Il consenso, inoltre, deve caratterizzarsi per il requisito dell’attualità. Nell’ipotesi in cui vi siano variazioni delle circostanze di fatto, il medico è obbligato ad informare nuovamente il paziente e a riceverne di nuovo il consenso informato.

Il paziente, peraltro, è sempre libero di modificare la propria volontà iniziale, negando, variando o revocando il consenso inizialmente prestato.

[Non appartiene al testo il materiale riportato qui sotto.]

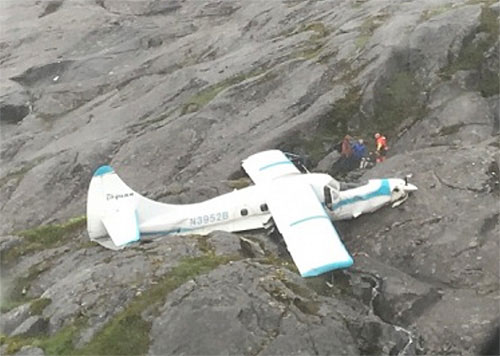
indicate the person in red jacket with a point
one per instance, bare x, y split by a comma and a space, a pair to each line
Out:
380, 147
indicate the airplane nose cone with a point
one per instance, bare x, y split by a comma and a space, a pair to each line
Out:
409, 187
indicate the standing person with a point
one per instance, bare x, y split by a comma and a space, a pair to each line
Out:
380, 147
346, 150
359, 152
346, 153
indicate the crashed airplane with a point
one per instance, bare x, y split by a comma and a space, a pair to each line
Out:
302, 207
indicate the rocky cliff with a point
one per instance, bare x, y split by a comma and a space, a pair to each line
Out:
173, 94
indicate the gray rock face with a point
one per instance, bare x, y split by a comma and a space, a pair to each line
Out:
174, 94
32, 326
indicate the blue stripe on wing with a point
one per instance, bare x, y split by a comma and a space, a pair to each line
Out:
384, 189
275, 164
329, 267
309, 218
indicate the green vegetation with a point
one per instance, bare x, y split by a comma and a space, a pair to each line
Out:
201, 99
472, 54
127, 333
16, 295
42, 237
60, 343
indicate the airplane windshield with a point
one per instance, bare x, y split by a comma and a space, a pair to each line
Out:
351, 185
333, 184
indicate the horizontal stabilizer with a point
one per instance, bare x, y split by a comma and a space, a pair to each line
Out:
121, 225
266, 166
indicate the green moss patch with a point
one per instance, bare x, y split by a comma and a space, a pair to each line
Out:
60, 343
17, 293
128, 333
41, 238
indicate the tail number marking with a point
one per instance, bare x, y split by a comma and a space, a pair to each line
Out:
209, 218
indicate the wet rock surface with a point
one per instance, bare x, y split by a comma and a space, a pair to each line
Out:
174, 94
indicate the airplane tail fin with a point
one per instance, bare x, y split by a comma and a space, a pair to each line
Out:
115, 210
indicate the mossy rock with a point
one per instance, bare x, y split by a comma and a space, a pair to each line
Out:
41, 238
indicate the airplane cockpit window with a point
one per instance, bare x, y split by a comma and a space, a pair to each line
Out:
333, 184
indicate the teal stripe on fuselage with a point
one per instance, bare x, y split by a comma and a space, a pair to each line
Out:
329, 267
309, 218
384, 189
168, 232
103, 170
274, 164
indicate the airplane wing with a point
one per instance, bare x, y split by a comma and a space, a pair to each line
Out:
311, 239
266, 166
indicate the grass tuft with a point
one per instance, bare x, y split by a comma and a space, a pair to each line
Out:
41, 238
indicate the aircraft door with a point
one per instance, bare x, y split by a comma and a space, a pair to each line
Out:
332, 196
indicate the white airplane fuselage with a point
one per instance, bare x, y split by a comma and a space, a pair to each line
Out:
245, 209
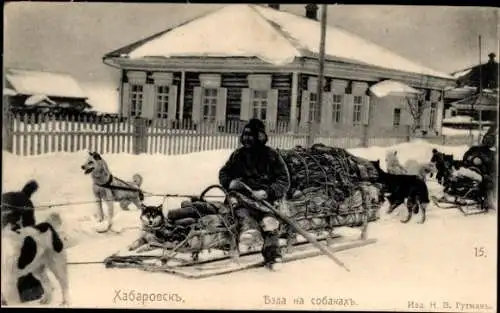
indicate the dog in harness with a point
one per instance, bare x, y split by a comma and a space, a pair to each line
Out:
109, 189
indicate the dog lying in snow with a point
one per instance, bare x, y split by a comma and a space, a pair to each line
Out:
17, 209
420, 169
110, 189
392, 163
403, 187
33, 250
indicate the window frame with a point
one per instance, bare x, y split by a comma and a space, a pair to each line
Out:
398, 124
136, 99
337, 108
259, 102
212, 106
357, 110
162, 100
313, 100
432, 115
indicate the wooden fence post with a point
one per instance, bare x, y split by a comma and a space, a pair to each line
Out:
7, 126
364, 136
408, 133
139, 141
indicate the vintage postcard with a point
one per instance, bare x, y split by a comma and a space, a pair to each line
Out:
250, 156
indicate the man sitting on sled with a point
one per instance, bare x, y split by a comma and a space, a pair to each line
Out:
254, 166
262, 169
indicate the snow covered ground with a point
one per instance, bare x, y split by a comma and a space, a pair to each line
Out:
434, 262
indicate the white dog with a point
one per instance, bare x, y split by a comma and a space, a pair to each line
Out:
392, 163
36, 250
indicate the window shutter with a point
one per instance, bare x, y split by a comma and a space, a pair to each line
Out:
221, 106
149, 102
304, 108
196, 113
272, 109
327, 112
348, 109
424, 121
172, 102
366, 111
126, 100
406, 116
439, 116
245, 109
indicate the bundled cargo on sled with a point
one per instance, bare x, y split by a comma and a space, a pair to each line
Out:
330, 188
470, 186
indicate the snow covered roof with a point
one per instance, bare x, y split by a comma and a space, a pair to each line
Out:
271, 35
388, 87
9, 92
31, 82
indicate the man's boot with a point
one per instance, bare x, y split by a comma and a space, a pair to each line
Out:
249, 228
271, 250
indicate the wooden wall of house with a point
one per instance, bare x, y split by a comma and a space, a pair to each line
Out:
192, 80
303, 80
283, 82
234, 82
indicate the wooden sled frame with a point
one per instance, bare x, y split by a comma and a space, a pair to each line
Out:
231, 263
460, 207
227, 264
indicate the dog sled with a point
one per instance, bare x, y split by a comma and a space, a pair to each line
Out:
470, 188
330, 189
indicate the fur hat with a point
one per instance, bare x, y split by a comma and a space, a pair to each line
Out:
258, 130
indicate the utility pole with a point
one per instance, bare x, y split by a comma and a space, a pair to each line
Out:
315, 119
480, 93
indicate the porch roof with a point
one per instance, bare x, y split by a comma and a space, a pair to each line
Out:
33, 82
271, 35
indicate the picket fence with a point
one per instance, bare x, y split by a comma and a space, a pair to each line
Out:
28, 135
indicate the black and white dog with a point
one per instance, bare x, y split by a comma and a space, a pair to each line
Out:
29, 251
402, 187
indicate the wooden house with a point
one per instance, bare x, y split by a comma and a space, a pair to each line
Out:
246, 61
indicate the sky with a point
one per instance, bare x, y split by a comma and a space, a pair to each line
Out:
73, 37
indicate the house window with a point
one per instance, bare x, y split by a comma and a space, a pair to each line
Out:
136, 99
162, 93
358, 105
259, 104
432, 122
337, 108
396, 120
209, 103
313, 99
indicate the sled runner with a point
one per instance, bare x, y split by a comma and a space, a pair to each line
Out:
330, 189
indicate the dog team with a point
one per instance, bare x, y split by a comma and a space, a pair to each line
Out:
31, 249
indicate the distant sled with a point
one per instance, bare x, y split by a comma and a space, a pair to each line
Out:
338, 192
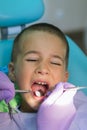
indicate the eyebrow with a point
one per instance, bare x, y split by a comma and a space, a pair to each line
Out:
36, 52
31, 52
57, 56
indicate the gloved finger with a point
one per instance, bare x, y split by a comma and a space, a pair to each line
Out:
3, 77
56, 93
6, 95
67, 97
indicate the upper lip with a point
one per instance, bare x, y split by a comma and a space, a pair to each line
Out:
42, 82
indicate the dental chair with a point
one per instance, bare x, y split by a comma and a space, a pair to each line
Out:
14, 15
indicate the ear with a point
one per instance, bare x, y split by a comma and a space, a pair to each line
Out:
11, 73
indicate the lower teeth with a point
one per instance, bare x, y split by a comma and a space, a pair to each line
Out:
38, 93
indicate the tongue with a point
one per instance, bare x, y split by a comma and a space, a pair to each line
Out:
39, 88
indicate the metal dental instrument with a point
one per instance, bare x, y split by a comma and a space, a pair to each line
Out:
22, 91
76, 88
70, 88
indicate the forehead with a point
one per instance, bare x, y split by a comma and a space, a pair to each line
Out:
39, 38
44, 43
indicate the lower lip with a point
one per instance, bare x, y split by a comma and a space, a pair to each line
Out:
38, 98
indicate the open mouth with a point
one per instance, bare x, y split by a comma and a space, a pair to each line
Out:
40, 89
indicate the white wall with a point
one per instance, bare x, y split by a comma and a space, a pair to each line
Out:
69, 15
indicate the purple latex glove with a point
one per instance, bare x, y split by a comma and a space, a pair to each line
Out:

La violazione dell’obbligo di acquisire il consenso informato rappresenta una lesione del diritto fondamentale all’autodeterminazione del soggetto dalla quale deriva un danno autonomamente risarcibile, “costituito dalla sofferenza e dalla contrazione della libertà di disporre di sé stesso psichicamente e fisicamente – che non necessita di una specifica prova, salva la possibilità di contestazione della controparte e di allegazione e prova, da parte del paziente, di fatti a sé ancora più favorevoli di cui intenda giovarsi a fini risarcitori” (Cass.civ. n.11749/2018).

Giurisprudenza:

– Cassazione civile n.10608/2018 “La violazione del dovere del medico di informare preventivamente e chiaramente il paziente può comportare il danno alla salute, oppure il danno al diritto all’autodeterminazione. In particolare, nel caso di omessa informazione circa un intervento, necessario e correttamente eseguito, che non ha causato danno alla salute del paziente, il risarcimento del danno al diritto all’autodeterminazione, in via equitativa, è subordinato alla prova che il paziente abbia subìto le inaspettate conseguenze senza la necessaria consapevolezza; il danno deve superare il limite della normale tollerabilità. La prova del danno potrà essere fondata anche su presunzioni fondate, in un rapporto di proporzionalità inversa, sulla gravità delle condizioni di salute del paziente e sul grado di necessarietà dell’operazione”;

– Cassazione civile n.26728/2018 “In tema di omessa acquisizione del consenso medico informato, qualora risulti accertato, con riferimento alla sottoposizione di uno tra due coniugi ad intervento chirurgico, un peggioramento della salute inerente la sfera sessuale, rientrante nel rischio dell’intervento, sebbene non imputabile a cattiva esecuzione dello stesso, l’altro coniuge che risenta in via immediata o riflessa del danno, in quanto incidente sulla sfera relazionale e sulla vita di coppia, ha diritto al risarcimento del danno che sia conseguenza della condotta di violazione della regola del consenso informato in danno del paziente”;

– Cassazione civile n.19199/2018 “In materia di responsabilità sanitaria, l’inadempimento dell’obbligo di acquisire il consenso informato del paziente assume diversa rilevanza causale a seconda che sia dedotta la violazione del diritto all’autodeterminazione o la lesione del diritto alla salute posto che, se nel primo caso l’omessa o insufficiente informazione preventiva evidenzia ex se una relazione causale diretta con la compromissione dell’interesse all’autonoma valutazione dei rischi e dei benefici del trattamento sanitario, nel secondo l’incidenza eziologica del deficit informativo sul risultato pregiudizievole dell’atto terapeutico correttamente eseguito dipende dall’opzione che il paziente avrebbe esercitato se fosse stato adeguatamente informato ed è configurabile soltanto in caso di presunto dissenso, con la conseguenza che l’allegazione dei fatti dimostrativi di tale scelta costituisce parte integrante dell’onere della prova – che, in applicazione del criterio generale di cui all’art. 2697 c.c., grava sul danneggiato – del nesso eziologico tra inadempimento ed evento dannoso. (Nella specie, la S.C. ha confermato la sentenza di merito con la quale era stata respinta la domanda di risarcimento del danno da perdita del rapporto parentale sul presupposto che non solo gli attori non avevano allegato il presunto dissenso del congiunto, ma dalle risultanze istruttorie erano emersi elementi, come l’assenza di soluzioni terapeutiche alternative e il fatto che in precedenza il paziente si era sottoposto ad interventi analoghi, che deponevano per la presunzione di consenso al trattamento sanitario)”.